When we are working with businesses around the world we often tell them that traditional performance management is “dead.” What we mean is the traditional annual performance appraisal needs to be overhauled.

It is not as if the annual appraisal is a bad thing. However, in the 21st century, it is simply not enough. More regular feedback is necessary for 21st-century employees. Folks who have ever heard me speak or have read my blogs in the past know I talk a great deal about “real-time feedback.”

Recently in this space, I also talked about real-time feedback versus instant gratification. Providing real-time feedback is not the same as providing instant gratification. This type of feedback is offered in real time and focuses on ongoing course corrections and affirmations.

During my recent travels, I witnessed a perfect example of why traditional performance management does not work. Sitting next to me on an airplane was a gentleman furiously typing during the five-hour, cross-country trip. Near the end of the flight, he closed his laptop and we began to make small talk.

During this discussion he explained what he was up to. The only reason he stopped typing was because his laptop ran out of juice. What had him typing so furiously at 30,000 feet? His attempt to complete the ten annual appraisals he needed to finish.

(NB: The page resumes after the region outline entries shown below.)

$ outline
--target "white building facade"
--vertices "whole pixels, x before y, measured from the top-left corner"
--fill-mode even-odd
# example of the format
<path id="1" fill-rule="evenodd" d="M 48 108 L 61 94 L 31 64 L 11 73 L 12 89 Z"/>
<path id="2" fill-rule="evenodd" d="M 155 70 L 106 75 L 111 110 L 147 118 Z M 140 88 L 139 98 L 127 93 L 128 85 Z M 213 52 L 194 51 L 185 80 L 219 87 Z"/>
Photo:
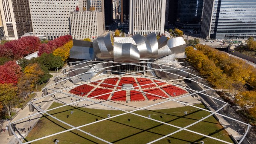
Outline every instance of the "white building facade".
<path id="1" fill-rule="evenodd" d="M 103 0 L 79 0 L 79 10 L 70 13 L 73 39 L 93 40 L 105 32 Z"/>
<path id="2" fill-rule="evenodd" d="M 70 35 L 70 12 L 76 10 L 78 0 L 29 0 L 33 31 L 52 40 Z"/>
<path id="3" fill-rule="evenodd" d="M 130 0 L 130 33 L 163 34 L 166 0 Z"/>
<path id="4" fill-rule="evenodd" d="M 93 40 L 104 32 L 104 14 L 101 12 L 70 12 L 72 37 L 82 40 Z"/>
<path id="5" fill-rule="evenodd" d="M 32 31 L 29 0 L 0 0 L 0 11 L 6 40 Z"/>

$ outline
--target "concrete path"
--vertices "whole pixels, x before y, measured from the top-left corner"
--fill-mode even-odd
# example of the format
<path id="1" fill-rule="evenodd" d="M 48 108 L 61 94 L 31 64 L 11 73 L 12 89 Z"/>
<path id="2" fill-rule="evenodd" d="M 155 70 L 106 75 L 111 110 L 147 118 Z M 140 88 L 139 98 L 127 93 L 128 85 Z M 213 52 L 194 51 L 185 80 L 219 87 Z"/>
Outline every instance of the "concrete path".
<path id="1" fill-rule="evenodd" d="M 49 80 L 50 82 L 48 84 L 48 85 L 54 84 L 54 78 L 57 75 L 58 75 L 62 74 L 62 73 L 59 72 L 57 74 L 51 74 L 54 76 L 50 78 Z M 42 98 L 41 96 L 42 92 L 37 92 L 38 96 L 35 98 L 36 99 Z M 37 101 L 36 103 L 34 103 L 34 104 L 35 104 L 36 105 L 41 105 L 41 108 L 45 110 L 48 109 L 48 107 L 52 104 L 52 103 L 53 102 L 53 100 L 54 98 L 53 98 L 48 96 Z M 30 115 L 35 114 L 36 112 L 36 111 L 35 109 L 33 112 L 30 112 L 28 105 L 25 107 L 23 109 L 19 111 L 18 114 L 12 121 L 11 122 L 13 122 L 18 120 L 29 117 Z M 32 127 L 32 128 L 33 128 L 34 126 L 36 124 L 38 118 L 41 117 L 41 114 L 37 115 L 32 117 L 29 117 L 22 120 L 17 121 L 17 122 L 15 122 L 14 124 L 15 124 L 14 125 L 14 129 L 15 130 L 15 132 L 16 134 L 19 135 L 19 137 L 20 138 L 25 137 L 26 135 L 27 135 L 28 133 L 27 128 L 29 127 L 29 129 L 30 129 L 30 127 Z M 30 121 L 29 119 L 30 119 Z M 9 124 L 9 122 L 8 121 L 4 121 L 1 125 L 1 129 L 5 128 L 6 126 Z M 26 129 L 26 133 L 18 130 L 18 129 L 22 128 L 25 128 Z M 9 136 L 8 130 L 6 130 L 5 132 L 0 133 L 0 144 L 12 144 L 15 141 L 15 138 L 14 136 Z"/>

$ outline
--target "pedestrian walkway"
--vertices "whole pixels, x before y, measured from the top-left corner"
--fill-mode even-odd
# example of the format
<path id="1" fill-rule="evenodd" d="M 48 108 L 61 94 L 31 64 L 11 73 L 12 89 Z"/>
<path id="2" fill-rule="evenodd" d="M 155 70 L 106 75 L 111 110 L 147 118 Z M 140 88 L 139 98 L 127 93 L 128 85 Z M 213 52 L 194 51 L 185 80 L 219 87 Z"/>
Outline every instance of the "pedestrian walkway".
<path id="1" fill-rule="evenodd" d="M 62 74 L 62 73 L 60 72 L 57 74 L 54 74 L 53 77 L 50 78 L 49 81 L 49 82 L 48 84 L 48 85 L 52 84 L 54 84 L 54 78 L 57 75 L 59 75 Z M 41 106 L 41 108 L 42 109 L 46 110 L 48 109 L 49 106 L 54 101 L 54 98 L 50 96 L 47 96 L 44 98 L 40 98 L 41 97 L 41 95 L 42 94 L 42 92 L 36 92 L 37 93 L 38 97 L 35 97 L 35 99 L 38 99 L 38 101 L 36 101 L 36 103 L 34 103 L 37 106 L 39 105 Z M 15 122 L 17 120 L 22 119 L 24 118 L 29 117 L 28 118 L 23 119 L 21 121 L 15 122 L 14 124 L 14 129 L 15 130 L 15 133 L 19 136 L 19 138 L 25 137 L 26 135 L 28 133 L 28 129 L 29 128 L 29 130 L 31 130 L 30 127 L 32 129 L 33 127 L 36 124 L 38 118 L 40 118 L 41 116 L 41 114 L 38 114 L 29 117 L 29 116 L 32 115 L 37 112 L 36 110 L 34 109 L 33 112 L 29 112 L 29 107 L 28 105 L 25 107 L 24 109 L 20 110 L 19 112 L 19 114 L 11 121 L 12 122 Z M 6 126 L 8 125 L 9 124 L 9 121 L 4 121 L 2 125 L 1 126 L 1 129 L 5 128 Z M 20 130 L 18 130 L 24 128 L 26 129 L 26 133 L 25 131 L 22 132 Z M 15 138 L 14 136 L 9 136 L 8 130 L 6 130 L 5 132 L 2 132 L 0 133 L 0 144 L 12 144 L 13 141 L 15 141 Z"/>

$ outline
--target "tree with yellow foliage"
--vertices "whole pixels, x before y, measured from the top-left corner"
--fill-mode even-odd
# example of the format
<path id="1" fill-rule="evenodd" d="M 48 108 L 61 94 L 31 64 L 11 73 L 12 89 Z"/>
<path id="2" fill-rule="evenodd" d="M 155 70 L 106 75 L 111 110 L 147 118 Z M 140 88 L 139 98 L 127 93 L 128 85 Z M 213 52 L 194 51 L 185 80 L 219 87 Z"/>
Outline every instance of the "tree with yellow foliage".
<path id="1" fill-rule="evenodd" d="M 23 75 L 19 79 L 17 84 L 20 95 L 25 99 L 26 95 L 33 90 L 34 85 L 33 84 L 32 78 L 31 78 L 30 75 L 23 74 Z"/>
<path id="2" fill-rule="evenodd" d="M 92 41 L 92 40 L 91 40 L 90 38 L 85 38 L 85 39 L 83 39 L 83 40 L 87 41 Z"/>
<path id="3" fill-rule="evenodd" d="M 115 37 L 120 37 L 120 31 L 118 29 L 115 31 Z"/>
<path id="4" fill-rule="evenodd" d="M 25 68 L 24 73 L 27 78 L 30 78 L 30 81 L 35 85 L 37 89 L 37 83 L 44 74 L 40 66 L 37 63 L 29 65 Z"/>
<path id="5" fill-rule="evenodd" d="M 12 107 L 18 102 L 17 88 L 13 84 L 0 84 L 0 103 L 4 104 L 11 115 Z"/>
<path id="6" fill-rule="evenodd" d="M 175 29 L 174 32 L 178 37 L 182 37 L 183 35 L 183 32 L 178 29 Z"/>
<path id="7" fill-rule="evenodd" d="M 73 46 L 73 41 L 70 40 L 65 44 L 63 46 L 55 49 L 52 54 L 54 56 L 59 56 L 61 58 L 63 61 L 65 62 L 70 56 L 70 51 Z"/>
<path id="8" fill-rule="evenodd" d="M 244 112 L 248 107 L 254 106 L 256 103 L 256 92 L 255 91 L 244 91 L 238 95 L 237 103 L 244 109 Z"/>

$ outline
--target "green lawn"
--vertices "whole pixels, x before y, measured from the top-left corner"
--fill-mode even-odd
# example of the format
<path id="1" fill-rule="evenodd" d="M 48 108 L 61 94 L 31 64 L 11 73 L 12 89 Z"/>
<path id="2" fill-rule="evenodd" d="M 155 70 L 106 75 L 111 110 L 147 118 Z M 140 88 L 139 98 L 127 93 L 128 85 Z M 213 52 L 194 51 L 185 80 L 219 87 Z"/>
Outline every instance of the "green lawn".
<path id="1" fill-rule="evenodd" d="M 61 106 L 53 103 L 49 109 Z M 202 104 L 197 106 L 205 108 Z M 71 110 L 74 113 L 70 114 Z M 183 112 L 187 111 L 185 115 Z M 108 114 L 111 116 L 122 113 L 117 110 L 105 110 L 83 108 L 77 108 L 70 106 L 61 107 L 49 112 L 55 117 L 75 126 L 78 126 L 100 120 L 107 118 Z M 209 112 L 189 106 L 156 110 L 142 110 L 136 113 L 148 116 L 156 120 L 167 122 L 179 127 L 184 127 Z M 67 115 L 69 115 L 67 118 Z M 49 116 L 41 118 L 35 127 L 29 133 L 24 141 L 31 141 L 49 134 L 70 129 Z M 88 132 L 105 140 L 115 144 L 145 144 L 160 138 L 169 133 L 178 130 L 173 127 L 150 121 L 130 114 L 122 115 L 109 120 L 98 122 L 81 128 Z M 233 142 L 226 131 L 213 116 L 210 117 L 188 129 L 225 141 Z M 56 135 L 49 138 L 36 141 L 32 144 L 54 144 L 53 139 L 60 140 L 59 144 L 96 144 L 104 143 L 77 130 L 72 130 Z M 209 138 L 183 130 L 163 138 L 156 144 L 200 144 L 200 141 L 205 144 L 221 144 L 221 142 Z"/>

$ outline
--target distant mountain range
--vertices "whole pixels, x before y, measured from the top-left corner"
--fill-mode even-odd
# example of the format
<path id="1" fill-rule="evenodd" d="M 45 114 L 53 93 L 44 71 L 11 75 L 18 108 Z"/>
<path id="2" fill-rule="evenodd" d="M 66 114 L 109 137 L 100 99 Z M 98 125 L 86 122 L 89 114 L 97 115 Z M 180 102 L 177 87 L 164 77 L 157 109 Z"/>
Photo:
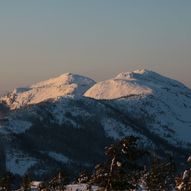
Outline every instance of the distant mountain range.
<path id="1" fill-rule="evenodd" d="M 1 172 L 41 177 L 62 168 L 75 175 L 129 135 L 181 161 L 191 146 L 191 90 L 136 70 L 98 83 L 66 73 L 0 97 Z"/>

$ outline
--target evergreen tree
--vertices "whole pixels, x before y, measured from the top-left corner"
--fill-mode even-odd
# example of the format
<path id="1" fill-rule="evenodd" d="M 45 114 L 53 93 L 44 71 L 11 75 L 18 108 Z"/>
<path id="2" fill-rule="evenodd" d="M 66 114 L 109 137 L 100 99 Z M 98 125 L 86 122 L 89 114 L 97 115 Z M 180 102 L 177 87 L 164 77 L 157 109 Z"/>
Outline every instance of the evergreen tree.
<path id="1" fill-rule="evenodd" d="M 48 185 L 50 190 L 56 191 L 64 191 L 65 185 L 67 184 L 67 177 L 64 176 L 62 172 L 59 172 L 57 176 L 55 176 Z"/>
<path id="2" fill-rule="evenodd" d="M 168 162 L 161 162 L 155 158 L 151 168 L 144 175 L 146 190 L 172 191 L 175 187 L 175 164 L 170 159 Z"/>
<path id="3" fill-rule="evenodd" d="M 5 173 L 5 175 L 0 179 L 0 190 L 11 191 L 11 185 L 13 179 L 14 179 L 13 174 L 11 174 L 10 172 Z"/>
<path id="4" fill-rule="evenodd" d="M 191 166 L 191 156 L 187 160 L 189 166 Z M 191 168 L 184 171 L 181 177 L 176 179 L 176 189 L 179 191 L 191 190 Z"/>
<path id="5" fill-rule="evenodd" d="M 108 160 L 96 166 L 92 182 L 104 191 L 130 190 L 138 187 L 143 166 L 139 161 L 147 154 L 137 147 L 138 138 L 130 136 L 106 148 Z"/>
<path id="6" fill-rule="evenodd" d="M 29 175 L 25 175 L 23 177 L 22 190 L 30 191 L 30 189 L 31 189 L 31 179 L 30 179 Z"/>

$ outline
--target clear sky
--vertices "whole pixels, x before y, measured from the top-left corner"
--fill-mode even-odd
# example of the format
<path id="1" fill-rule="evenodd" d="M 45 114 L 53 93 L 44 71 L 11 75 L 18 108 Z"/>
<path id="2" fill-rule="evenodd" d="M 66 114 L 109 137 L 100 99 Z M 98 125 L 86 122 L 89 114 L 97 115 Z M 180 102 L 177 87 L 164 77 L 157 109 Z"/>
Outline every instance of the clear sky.
<path id="1" fill-rule="evenodd" d="M 191 0 L 2 0 L 0 94 L 66 72 L 147 68 L 191 87 Z"/>

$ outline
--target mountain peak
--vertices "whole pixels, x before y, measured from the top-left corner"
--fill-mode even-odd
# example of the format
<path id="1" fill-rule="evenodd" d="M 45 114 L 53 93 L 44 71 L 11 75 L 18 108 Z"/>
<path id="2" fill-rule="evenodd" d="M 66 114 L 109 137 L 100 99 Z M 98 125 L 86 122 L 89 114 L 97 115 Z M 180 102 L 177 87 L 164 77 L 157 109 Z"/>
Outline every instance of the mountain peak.
<path id="1" fill-rule="evenodd" d="M 93 84 L 95 82 L 90 78 L 65 73 L 29 87 L 16 88 L 8 95 L 1 97 L 0 101 L 5 102 L 11 109 L 16 109 L 68 95 L 82 96 Z"/>
<path id="2" fill-rule="evenodd" d="M 84 95 L 94 99 L 118 99 L 132 95 L 151 95 L 162 89 L 187 91 L 183 84 L 146 69 L 122 72 L 116 77 L 96 83 Z"/>

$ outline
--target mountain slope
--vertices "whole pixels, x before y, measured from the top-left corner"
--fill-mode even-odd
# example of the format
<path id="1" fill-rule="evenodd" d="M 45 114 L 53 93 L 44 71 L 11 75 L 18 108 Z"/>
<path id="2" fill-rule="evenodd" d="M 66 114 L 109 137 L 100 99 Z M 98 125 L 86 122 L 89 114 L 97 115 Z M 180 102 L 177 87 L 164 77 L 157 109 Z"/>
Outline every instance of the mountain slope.
<path id="1" fill-rule="evenodd" d="M 137 70 L 99 82 L 84 95 L 110 101 L 113 107 L 144 121 L 151 132 L 177 147 L 191 143 L 191 90 L 180 82 Z"/>
<path id="2" fill-rule="evenodd" d="M 0 101 L 9 105 L 11 109 L 16 109 L 62 96 L 80 96 L 94 83 L 90 78 L 66 73 L 29 87 L 16 88 L 7 96 L 2 97 Z"/>
<path id="3" fill-rule="evenodd" d="M 121 73 L 96 84 L 65 74 L 28 91 L 0 98 L 2 171 L 41 177 L 62 168 L 74 175 L 129 135 L 160 156 L 172 152 L 181 160 L 189 152 L 191 90 L 157 73 Z"/>

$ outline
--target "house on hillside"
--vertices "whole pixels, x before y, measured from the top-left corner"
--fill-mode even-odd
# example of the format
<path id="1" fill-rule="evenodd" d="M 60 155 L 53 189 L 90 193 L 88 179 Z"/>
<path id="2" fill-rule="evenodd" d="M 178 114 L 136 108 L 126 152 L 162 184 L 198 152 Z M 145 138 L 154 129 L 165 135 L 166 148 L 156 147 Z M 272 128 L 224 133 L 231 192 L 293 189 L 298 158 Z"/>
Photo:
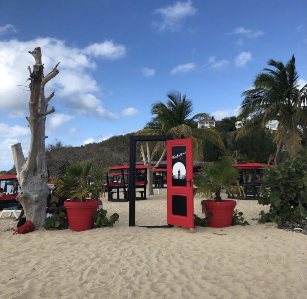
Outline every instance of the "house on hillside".
<path id="1" fill-rule="evenodd" d="M 243 125 L 243 122 L 242 120 L 239 120 L 237 122 L 235 122 L 235 129 L 236 130 L 239 130 L 239 129 L 241 129 L 242 127 L 242 126 Z"/>
<path id="2" fill-rule="evenodd" d="M 243 120 L 239 120 L 235 122 L 235 129 L 239 130 L 243 125 Z M 277 126 L 278 125 L 278 121 L 270 120 L 264 126 L 264 127 L 270 130 L 272 133 L 275 133 L 277 131 Z"/>
<path id="3" fill-rule="evenodd" d="M 215 127 L 215 120 L 211 118 L 204 118 L 197 122 L 197 127 L 198 129 Z"/>

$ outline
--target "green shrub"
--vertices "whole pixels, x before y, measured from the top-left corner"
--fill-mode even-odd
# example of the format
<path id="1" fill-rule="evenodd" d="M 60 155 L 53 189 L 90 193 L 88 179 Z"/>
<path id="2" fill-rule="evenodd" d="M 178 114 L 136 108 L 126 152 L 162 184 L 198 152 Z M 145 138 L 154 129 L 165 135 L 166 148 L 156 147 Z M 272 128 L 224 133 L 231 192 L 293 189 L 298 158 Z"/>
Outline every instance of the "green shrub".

I do not know this gentleman, his industry, or his memory capabilities. What I do know, however, is he completed all of these annual appraisals completely from memory. He did not look at a single note or review a single file in order to complete said person’s evaluation.

He did mention how impressed he was with his team and how he loved working with each individual. So I am sure completing an evaluation for such a solid team is easier than most. I am equally sure that there is no way anyone can simply remember everything from an individual’s year-long efforts.

This example is one of the reasons why traditional performance management is dead. Annual appraisals should be a summary from all of the micro and macro conversations that happened throughout the year. Additionally, these micro conversations should, from time to time, have written follow up and documentation.

All of that information then can be rolled into an annual appraisal. I found it to be frightening that this senior manager believed he could remember 365 days of an employee’s efforts. Isn’t it more likely they remembered the last 90 days much clearer than the first 90 days?

At minimum, employees should have one-on-one time with their manager. These conversations should be documented and filed in order to produce a believable annual appraisal. Subtract ongoing feedback and documented conversations and a manager would only be relying on their feelings and recent memories.

Unfortunately, most annual appraisals are completed in the same manner. Maybe not at 30,000 feet. But I’m certain this isn’t the first time an appraisal has been completed from a manager’s memory. Is there any secret as to why these tools have lost their value?

The key for 21st-century leaders is real-time feedback. Some of these conversations will be documented while others may be simply coaching in passing. In either event, employee appraisals need to happen regularly, authentically, and provide both positive and developmental feedback.